The "No Contracts with Foreign Adversaries Act" prohibits higher education institutions from contracting with "foreign countries of concern" or "foreign entities of concern," with a waiver option available under specific conditions and strict oversight. Non-compliant institutions face significant financial penalties and potential ineligibility for federal programs.
Mark Harris
Representative
NC-8
The "No Contracts with Foreign Adversaries Act" prohibits higher education institutions from entering contracts with "foreign countries of concern" or "foreign entities of concern." Institutions can request a one-year waiver, subject to review by the Department of Education and national security officials, ensuring the contract benefits the institution and promotes U.S. security. Non-compliant institutions face financial penalties, and repeated violations can lead to ineligibility for federal programs. The bill amends the Higher Education Act of 1965 to enforce these restrictions and compliance measures.
The "No Contracts with Foreign Adversaries Act" directly prohibits U.S. higher education institutions from entering into contracts with what the bill terms "foreign countries of concern" or "foreign entities of concern." The core goal? To prevent undue foreign influence and protect national security interests within American academia. But it's not a simple ban – the bill introduces a system of waivers, compliance checks, and some hefty penalties for those who don't play by the rules.
This bill isn't just about saying "no." It creates a process where universities can work with these entities, but it's going to involve some serious paperwork. Institutions can request a one-year waiver, but they'll need to hand over the full contract (in English) 120 days before it starts. Plus, they need a designated "compliance officer" to certify that the contract benefits the university's mission, its students, and, importantly, promotes U.S. security and economic vitality. Think of it like getting a special permit – you need to prove it's worth it. Before any waiver is granted, the Secretary of Education has to consult with national security and intelligence officials, and then notify relevant congressional committees two weeks prior, providing a justification. Existing contracts get a brief grace period – 30 days from enactment to apply for a one-year waiver.
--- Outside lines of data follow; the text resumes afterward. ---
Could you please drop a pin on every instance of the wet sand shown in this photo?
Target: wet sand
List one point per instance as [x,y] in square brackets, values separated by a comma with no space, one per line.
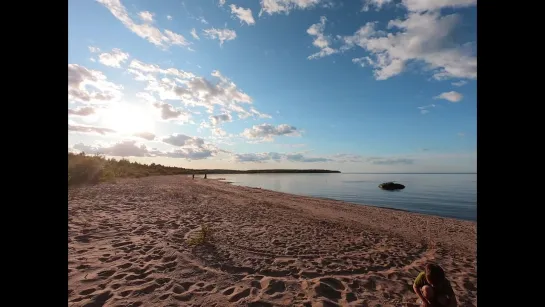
[127,246]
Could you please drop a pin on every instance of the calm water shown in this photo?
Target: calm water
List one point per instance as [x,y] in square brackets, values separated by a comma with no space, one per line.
[448,195]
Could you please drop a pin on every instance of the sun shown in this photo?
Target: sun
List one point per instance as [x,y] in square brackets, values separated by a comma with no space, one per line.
[129,119]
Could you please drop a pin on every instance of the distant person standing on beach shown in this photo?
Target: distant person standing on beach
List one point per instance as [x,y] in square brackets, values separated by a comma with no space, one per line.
[433,288]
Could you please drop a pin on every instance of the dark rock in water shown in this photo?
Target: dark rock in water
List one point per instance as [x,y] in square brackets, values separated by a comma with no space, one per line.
[391,186]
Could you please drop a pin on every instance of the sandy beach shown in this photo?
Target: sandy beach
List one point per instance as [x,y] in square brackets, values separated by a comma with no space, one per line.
[127,246]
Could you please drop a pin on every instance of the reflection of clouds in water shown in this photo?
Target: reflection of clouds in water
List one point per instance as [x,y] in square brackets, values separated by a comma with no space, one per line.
[277,185]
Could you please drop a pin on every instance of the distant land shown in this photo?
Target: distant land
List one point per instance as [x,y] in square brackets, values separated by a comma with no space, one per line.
[415,173]
[260,171]
[84,168]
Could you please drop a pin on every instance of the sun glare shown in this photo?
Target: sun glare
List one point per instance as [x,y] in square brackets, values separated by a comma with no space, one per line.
[125,118]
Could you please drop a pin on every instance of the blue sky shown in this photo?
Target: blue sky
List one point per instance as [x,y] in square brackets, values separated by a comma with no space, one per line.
[358,86]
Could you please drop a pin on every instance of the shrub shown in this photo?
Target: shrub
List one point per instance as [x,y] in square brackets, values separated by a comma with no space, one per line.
[84,170]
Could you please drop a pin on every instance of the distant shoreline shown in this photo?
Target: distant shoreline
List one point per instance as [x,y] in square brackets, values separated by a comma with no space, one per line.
[261,171]
[131,242]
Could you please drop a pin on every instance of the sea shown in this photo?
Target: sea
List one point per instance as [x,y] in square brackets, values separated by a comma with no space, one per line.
[445,195]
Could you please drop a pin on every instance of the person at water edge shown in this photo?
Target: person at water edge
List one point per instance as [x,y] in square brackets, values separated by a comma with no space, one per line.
[433,288]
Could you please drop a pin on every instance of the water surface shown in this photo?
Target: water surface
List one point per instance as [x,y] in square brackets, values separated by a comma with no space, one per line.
[447,195]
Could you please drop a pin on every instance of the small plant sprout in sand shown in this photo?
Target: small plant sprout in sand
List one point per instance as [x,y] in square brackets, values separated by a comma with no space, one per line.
[203,236]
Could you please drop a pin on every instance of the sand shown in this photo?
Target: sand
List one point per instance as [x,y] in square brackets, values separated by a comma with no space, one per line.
[127,246]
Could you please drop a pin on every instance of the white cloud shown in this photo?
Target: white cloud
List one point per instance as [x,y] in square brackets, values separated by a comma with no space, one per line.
[424,35]
[363,61]
[121,149]
[378,4]
[223,95]
[285,6]
[430,5]
[146,16]
[218,132]
[147,72]
[194,34]
[145,30]
[321,41]
[220,34]
[459,83]
[114,58]
[89,129]
[145,135]
[168,112]
[182,140]
[84,111]
[219,119]
[90,86]
[451,96]
[245,15]
[130,148]
[191,148]
[425,109]
[266,132]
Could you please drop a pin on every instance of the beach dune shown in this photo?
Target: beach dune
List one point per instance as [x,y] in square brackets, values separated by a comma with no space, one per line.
[128,246]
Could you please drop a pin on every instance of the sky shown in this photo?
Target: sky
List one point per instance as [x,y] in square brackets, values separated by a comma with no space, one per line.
[355,86]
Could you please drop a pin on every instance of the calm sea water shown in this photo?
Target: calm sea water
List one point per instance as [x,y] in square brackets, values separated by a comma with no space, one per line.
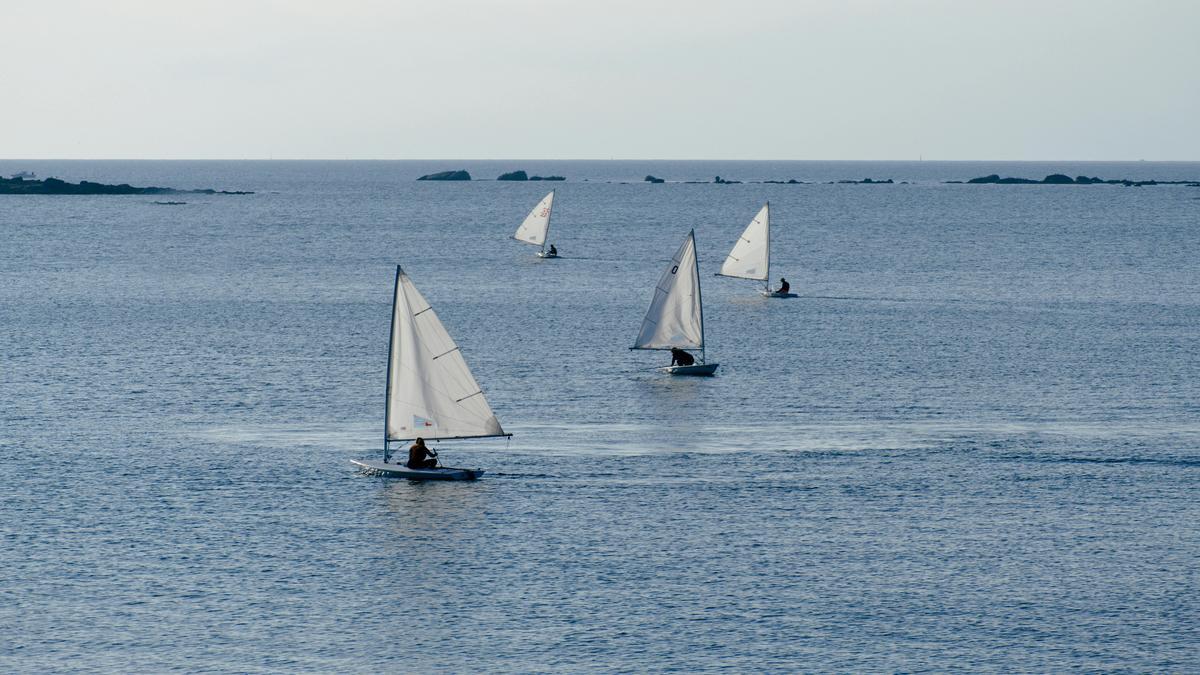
[971,443]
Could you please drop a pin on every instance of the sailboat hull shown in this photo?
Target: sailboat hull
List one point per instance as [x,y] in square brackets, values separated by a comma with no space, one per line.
[373,467]
[701,369]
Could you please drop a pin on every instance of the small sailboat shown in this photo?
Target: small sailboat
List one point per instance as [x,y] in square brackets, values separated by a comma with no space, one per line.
[537,226]
[431,393]
[676,318]
[750,257]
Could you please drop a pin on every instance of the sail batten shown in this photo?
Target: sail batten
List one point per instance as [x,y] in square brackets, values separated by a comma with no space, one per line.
[750,257]
[675,317]
[537,225]
[431,392]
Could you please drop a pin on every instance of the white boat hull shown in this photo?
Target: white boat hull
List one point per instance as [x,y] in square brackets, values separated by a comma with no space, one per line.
[701,369]
[376,467]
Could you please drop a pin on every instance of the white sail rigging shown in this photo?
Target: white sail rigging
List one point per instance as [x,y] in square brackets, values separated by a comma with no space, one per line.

Imagine a university with a long-standing research partnership with a lab in a country that's suddenly designated a "country of concern." Under this law, they'd have 60 days to terminate that contract (SEC. 2). This could disrupt ongoing research, potentially affecting everything from medical breakthroughs to technological advancements. Or consider a small college that relies on international collaborations for funding; navigating this new system could be a significant administrative and financial burden. For example, a professor working on a joint climate change study with a foreign university might find their project stalled due to these new restrictions, impacting their research and potentially their career.
The bill lays out clear financial penalties. A first-time violation means a fine of 5% to 10% of all federal funds the institution received in the most recent fiscal year. Subsequent violations jump to at least 20%. And if an institution messes up three times in three years, they're out of the waiver game entirely. Further, Section 2 amends the Higher Education Act of 1965, stating that three consecutive years of violations make an institution ineligible for federal programs for at least two fiscal years. They'll then need to prove two years of perfect compliance to get back in. This isn't just a slap on the wrist; it could seriously impact a university's budget and ability to operate. The bill also directs the Secretary of Education to investigate, and the Attorney General will bring civil action against institutions that knowingly or willfully fail to comply.
One of the trickiest parts of this bill is the definition of "foreign entity of concern." While the bill defines the term (SEC. 2), the practical application could be open to interpretation. This means there's a potential for the rules to shift, impacting which collaborations are allowed and which are flagged. It adds a layer of uncertainty for universities trying to plan long-term projects and partnerships.